Looking back at her records, Bhakta discovered that about 40 percent of her bookings had come from Iowa: people traveling here to go to Valleyfair, the Renaissance Festival or to tour college campuses. Bhakta now believes the floods that hit Iowa last summer kept some of those folks off the road and accounted for much of the drop in her bookings.

Alliances pay off

On the positive side, Bhakta has forged alliances with Brackett's Crossing County Club and the Chart House restaurant to provide accommodations for guests.

"She is a very good partner when it comes to supplying rooms for guests here," said Sarah Smith-Larkin ,who is in sales and marketing at Brackett's Crossing, which hosts up to 600 people for weddings and other events. "We have heard nothing but good things."

M.J. Henschel, sales manager at the Chart House, said she also has received positive feedback from people she has referred to Bhakta. "I know they're going to be taken care of," Henschel said.

Going into the hotel business was something Bhakta had vowed never to do after growing up and working in a small hotel her parents owned in Arizona. That's exactly what she did, however, when she bought the Owatonna motel.

To the grown-up Bhakta, the move made sense: She could build the business while she and her husband could live there with their two daughters and avoid extra expenses such as a mortgage, a car payment and day care.

Now Bhakta has her sights set on acquiring a higher-end brand hotel such as a Marriott.

She recently met with business counselors at the Metropolitan Economic Development Association (MEDA), a Minneapolis nonprofit that provides training, financing, consulting and other assistance to minority-owned and managed companies, to begin putting such plans together.

Bigger plans

Maria Seiler, vice president of diversity at Carlson Hotels Worldwide and a MEDA board member, praised Bhakta's accomplishments and said she can go even further in the industry.

"Her dream is to have a whole portfolio of hotels under her ownership, and I believe she will," Seiler said. "To be a self-made woman and to have achieved this much, that's big. She's an inspiration for many of us.

The key, Seiler said, is for Bhakta to continue working with MEDA and partnering with MEDA client companies, other hotel owners and companies in other industries to learn about overcoming challenges and growing her business.

"If you're going into full-service [hotels], it's a whole new ballgame," Seiler said. "As you want to play in a bigger space, you have to build relationships with other organizations, other people who have connections and may have that infusion of cash to build your business."

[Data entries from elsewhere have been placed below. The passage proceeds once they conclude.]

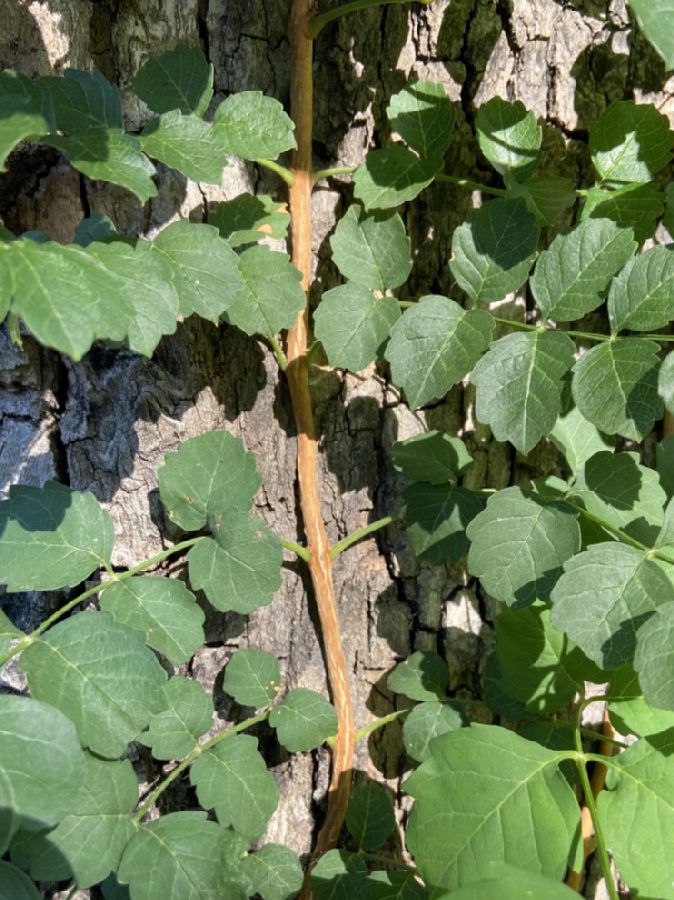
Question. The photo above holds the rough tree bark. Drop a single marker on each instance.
(106, 423)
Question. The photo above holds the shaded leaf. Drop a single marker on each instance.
(434, 345)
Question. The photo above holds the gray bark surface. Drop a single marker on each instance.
(106, 423)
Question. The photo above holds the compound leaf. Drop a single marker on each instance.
(303, 720)
(573, 273)
(392, 176)
(519, 385)
(109, 154)
(101, 675)
(494, 249)
(422, 114)
(603, 598)
(630, 142)
(240, 568)
(274, 871)
(269, 296)
(422, 676)
(353, 324)
(174, 731)
(252, 126)
(369, 816)
(615, 386)
(185, 143)
(162, 609)
(252, 677)
(434, 345)
(637, 802)
(436, 517)
(232, 778)
(41, 761)
(431, 456)
(519, 544)
(372, 250)
(477, 782)
(51, 537)
(181, 79)
(210, 475)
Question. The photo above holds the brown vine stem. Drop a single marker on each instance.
(320, 566)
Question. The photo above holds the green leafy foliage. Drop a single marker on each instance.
(101, 675)
(51, 537)
(434, 345)
(303, 720)
(519, 545)
(508, 779)
(232, 779)
(494, 249)
(180, 79)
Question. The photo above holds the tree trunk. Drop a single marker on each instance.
(105, 424)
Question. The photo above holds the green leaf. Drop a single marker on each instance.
(185, 143)
(654, 658)
(177, 857)
(163, 609)
(655, 20)
(392, 176)
(22, 113)
(434, 345)
(252, 126)
(604, 596)
(519, 544)
(629, 142)
(51, 537)
(109, 154)
(573, 273)
(637, 802)
(41, 762)
(436, 517)
(252, 677)
(14, 884)
(617, 489)
(422, 676)
(208, 477)
(372, 250)
(101, 675)
(541, 667)
(494, 249)
(641, 296)
(180, 79)
(275, 872)
(546, 196)
(83, 100)
(370, 817)
(339, 875)
(426, 721)
(269, 297)
(89, 842)
(303, 720)
(508, 883)
(635, 206)
(353, 325)
(463, 817)
(239, 569)
(615, 387)
(509, 136)
(422, 114)
(246, 219)
(519, 385)
(186, 714)
(431, 456)
(232, 778)
(577, 439)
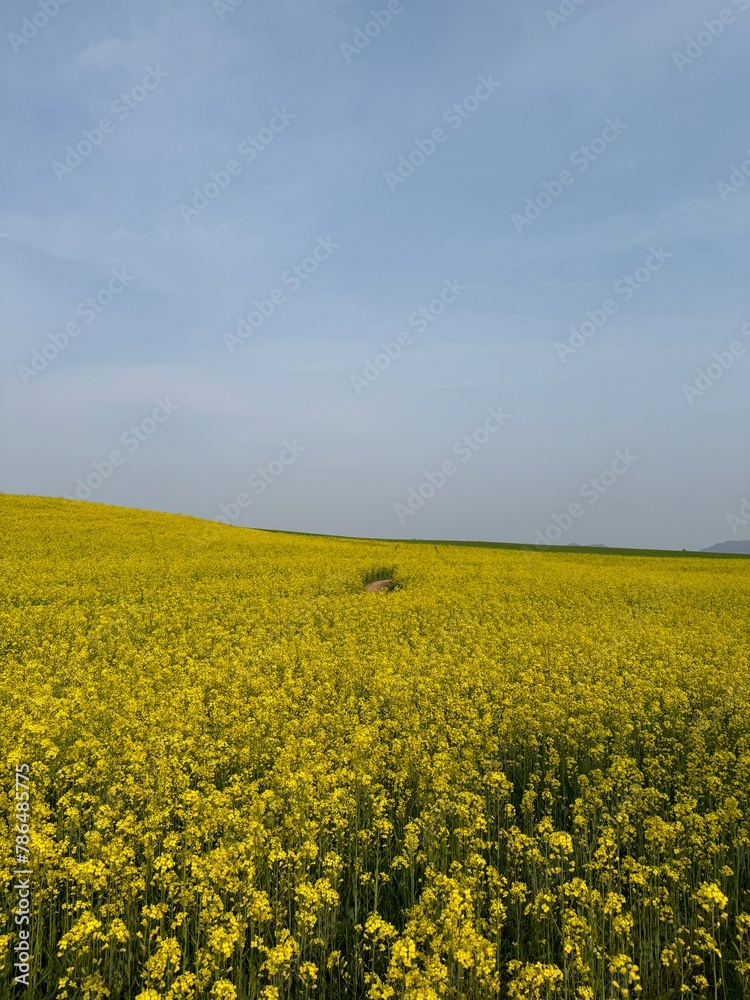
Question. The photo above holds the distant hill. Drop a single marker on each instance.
(739, 548)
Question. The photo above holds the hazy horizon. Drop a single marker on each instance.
(464, 274)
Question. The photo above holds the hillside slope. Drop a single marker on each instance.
(519, 770)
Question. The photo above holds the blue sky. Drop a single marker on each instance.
(289, 427)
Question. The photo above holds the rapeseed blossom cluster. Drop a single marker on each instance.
(520, 775)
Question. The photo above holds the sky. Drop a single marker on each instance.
(410, 270)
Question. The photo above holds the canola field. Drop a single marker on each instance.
(520, 775)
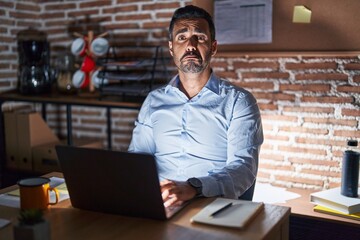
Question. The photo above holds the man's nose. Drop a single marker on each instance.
(192, 44)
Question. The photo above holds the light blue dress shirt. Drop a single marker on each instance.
(215, 136)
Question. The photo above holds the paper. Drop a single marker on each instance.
(301, 14)
(12, 199)
(264, 192)
(243, 21)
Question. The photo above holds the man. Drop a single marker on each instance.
(204, 132)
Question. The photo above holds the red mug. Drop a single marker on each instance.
(81, 79)
(79, 46)
(88, 64)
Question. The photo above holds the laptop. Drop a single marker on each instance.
(113, 182)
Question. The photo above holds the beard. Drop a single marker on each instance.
(194, 65)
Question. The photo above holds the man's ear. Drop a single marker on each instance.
(213, 48)
(170, 48)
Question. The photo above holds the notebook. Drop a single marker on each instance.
(228, 213)
(113, 182)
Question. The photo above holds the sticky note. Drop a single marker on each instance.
(301, 14)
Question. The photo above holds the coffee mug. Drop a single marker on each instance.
(98, 81)
(99, 46)
(80, 79)
(88, 64)
(35, 193)
(79, 47)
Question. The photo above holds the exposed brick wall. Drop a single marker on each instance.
(309, 103)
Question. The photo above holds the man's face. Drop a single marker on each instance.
(191, 45)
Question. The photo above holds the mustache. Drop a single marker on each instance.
(192, 53)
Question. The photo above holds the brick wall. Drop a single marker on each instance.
(309, 102)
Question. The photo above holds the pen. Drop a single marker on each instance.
(221, 209)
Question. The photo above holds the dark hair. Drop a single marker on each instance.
(191, 12)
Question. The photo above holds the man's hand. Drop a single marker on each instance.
(175, 193)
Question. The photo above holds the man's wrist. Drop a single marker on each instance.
(197, 185)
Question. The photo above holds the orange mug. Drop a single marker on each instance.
(35, 193)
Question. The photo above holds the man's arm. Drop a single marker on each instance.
(245, 137)
(142, 138)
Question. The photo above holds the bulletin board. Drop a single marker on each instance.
(335, 26)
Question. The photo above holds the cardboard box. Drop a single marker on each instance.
(45, 159)
(24, 129)
(32, 131)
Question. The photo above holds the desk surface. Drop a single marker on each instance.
(70, 223)
(302, 207)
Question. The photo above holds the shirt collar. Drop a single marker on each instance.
(212, 84)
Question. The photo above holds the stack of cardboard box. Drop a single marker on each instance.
(30, 143)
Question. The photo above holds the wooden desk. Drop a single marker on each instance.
(69, 223)
(306, 224)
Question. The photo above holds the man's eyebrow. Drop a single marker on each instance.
(182, 30)
(185, 29)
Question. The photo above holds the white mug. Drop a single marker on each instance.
(99, 46)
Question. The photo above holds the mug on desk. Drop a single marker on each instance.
(35, 193)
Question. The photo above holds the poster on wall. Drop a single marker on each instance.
(243, 21)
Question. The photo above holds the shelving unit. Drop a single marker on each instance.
(132, 70)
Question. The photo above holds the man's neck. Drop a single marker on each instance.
(192, 83)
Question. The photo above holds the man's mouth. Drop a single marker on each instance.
(191, 55)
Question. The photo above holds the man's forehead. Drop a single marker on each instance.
(197, 24)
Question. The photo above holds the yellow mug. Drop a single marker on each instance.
(35, 193)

This summer, Bhakta will host a conference for as many as 1,000 women in her extended family network, and those who provided financing will be able to see the hotel for themselves.

"It's been a blessing," Bhakta said. "When you have bad days, you think about all the people who invested in you."

The expert says:

Bruce Corrie, business professor and dean of the College of Business and Organizational Leadership at Concordia University in St. Paul, said getting business financing from friends and families is relatively common in minority communities.

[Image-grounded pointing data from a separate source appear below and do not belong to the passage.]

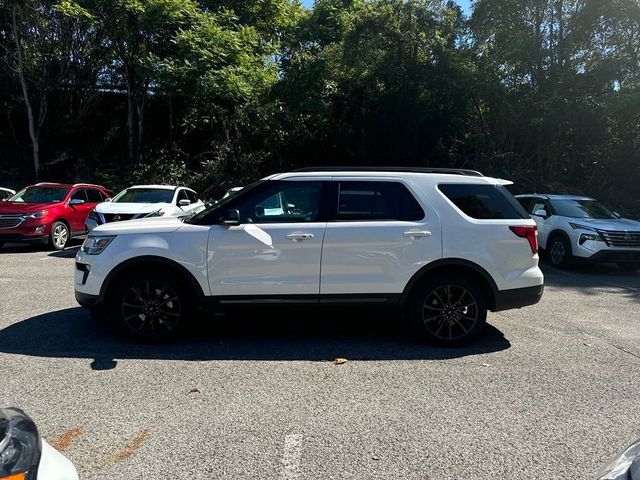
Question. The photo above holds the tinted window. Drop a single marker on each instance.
(192, 196)
(582, 209)
(40, 195)
(94, 196)
(79, 195)
(144, 195)
(538, 204)
(182, 195)
(484, 201)
(377, 201)
(282, 202)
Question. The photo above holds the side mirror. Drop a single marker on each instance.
(231, 217)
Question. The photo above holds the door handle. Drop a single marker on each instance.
(417, 233)
(299, 236)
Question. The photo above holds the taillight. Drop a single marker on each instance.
(530, 232)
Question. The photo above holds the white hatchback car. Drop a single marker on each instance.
(573, 227)
(446, 245)
(144, 201)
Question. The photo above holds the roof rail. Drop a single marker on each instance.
(451, 171)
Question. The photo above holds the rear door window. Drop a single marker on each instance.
(361, 201)
(485, 202)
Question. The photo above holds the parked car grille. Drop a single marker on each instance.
(10, 221)
(116, 217)
(621, 239)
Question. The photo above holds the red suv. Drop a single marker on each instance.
(49, 212)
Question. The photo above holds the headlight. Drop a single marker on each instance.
(577, 226)
(624, 466)
(20, 445)
(40, 214)
(157, 213)
(589, 236)
(95, 245)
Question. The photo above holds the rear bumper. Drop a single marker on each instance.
(86, 300)
(518, 297)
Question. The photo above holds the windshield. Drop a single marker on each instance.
(40, 195)
(582, 209)
(144, 195)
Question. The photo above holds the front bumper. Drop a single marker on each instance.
(21, 238)
(616, 256)
(517, 297)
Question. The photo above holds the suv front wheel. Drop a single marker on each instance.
(448, 310)
(150, 308)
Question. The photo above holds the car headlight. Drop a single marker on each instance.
(95, 245)
(157, 213)
(20, 445)
(624, 466)
(590, 236)
(40, 214)
(577, 226)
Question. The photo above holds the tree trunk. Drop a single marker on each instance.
(33, 133)
(132, 122)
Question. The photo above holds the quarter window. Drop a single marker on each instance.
(484, 201)
(94, 196)
(361, 201)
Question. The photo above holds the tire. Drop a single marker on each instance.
(150, 307)
(629, 267)
(559, 252)
(59, 236)
(448, 310)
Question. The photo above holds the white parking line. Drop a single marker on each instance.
(291, 457)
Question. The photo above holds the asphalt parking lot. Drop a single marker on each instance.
(550, 391)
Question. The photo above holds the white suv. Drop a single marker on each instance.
(574, 227)
(447, 245)
(144, 201)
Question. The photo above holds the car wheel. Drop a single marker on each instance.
(559, 252)
(629, 267)
(449, 311)
(59, 236)
(150, 308)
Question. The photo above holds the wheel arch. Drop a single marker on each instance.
(151, 262)
(447, 266)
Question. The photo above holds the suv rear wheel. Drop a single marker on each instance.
(559, 252)
(59, 236)
(448, 310)
(150, 307)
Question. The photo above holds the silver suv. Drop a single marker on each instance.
(572, 227)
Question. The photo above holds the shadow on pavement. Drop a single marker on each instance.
(282, 335)
(593, 279)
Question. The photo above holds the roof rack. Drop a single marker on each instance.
(451, 171)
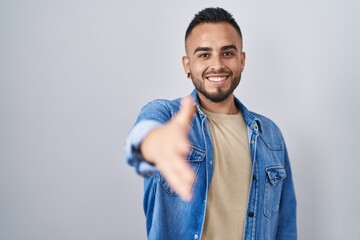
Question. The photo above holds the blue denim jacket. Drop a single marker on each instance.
(271, 210)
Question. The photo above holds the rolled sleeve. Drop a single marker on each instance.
(132, 147)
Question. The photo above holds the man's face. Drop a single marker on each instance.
(214, 59)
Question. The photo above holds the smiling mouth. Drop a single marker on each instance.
(217, 78)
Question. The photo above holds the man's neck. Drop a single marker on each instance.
(226, 107)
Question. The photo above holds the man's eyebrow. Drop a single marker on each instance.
(228, 47)
(202, 49)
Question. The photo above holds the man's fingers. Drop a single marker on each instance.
(187, 111)
(181, 177)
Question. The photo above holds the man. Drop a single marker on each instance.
(212, 168)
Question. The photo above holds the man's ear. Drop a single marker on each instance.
(186, 65)
(242, 64)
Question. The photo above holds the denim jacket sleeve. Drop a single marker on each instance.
(152, 115)
(286, 228)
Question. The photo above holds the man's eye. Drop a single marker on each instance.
(227, 54)
(204, 55)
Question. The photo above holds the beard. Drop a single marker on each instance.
(220, 94)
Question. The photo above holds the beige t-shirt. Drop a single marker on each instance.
(228, 194)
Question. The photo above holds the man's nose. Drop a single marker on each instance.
(217, 62)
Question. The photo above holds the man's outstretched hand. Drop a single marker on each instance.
(167, 147)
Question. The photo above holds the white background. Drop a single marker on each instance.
(74, 75)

"In the Asian community they tend to go to friends and family networks, partly because their experience with credit has not been good," Corrie said. "This may have changed, but they may prefer to pay up bills and not be in debt. As a result, when they do go for loans from formal banks, they may not get the money. If they don't want to approach banks, these informal networks are out there."

Such extended family networks may help soften the effects of the credit crisis and the souring economy, Corrie said.

"That would give you more of a cushioning effect than if you were out on your own," Corrie said.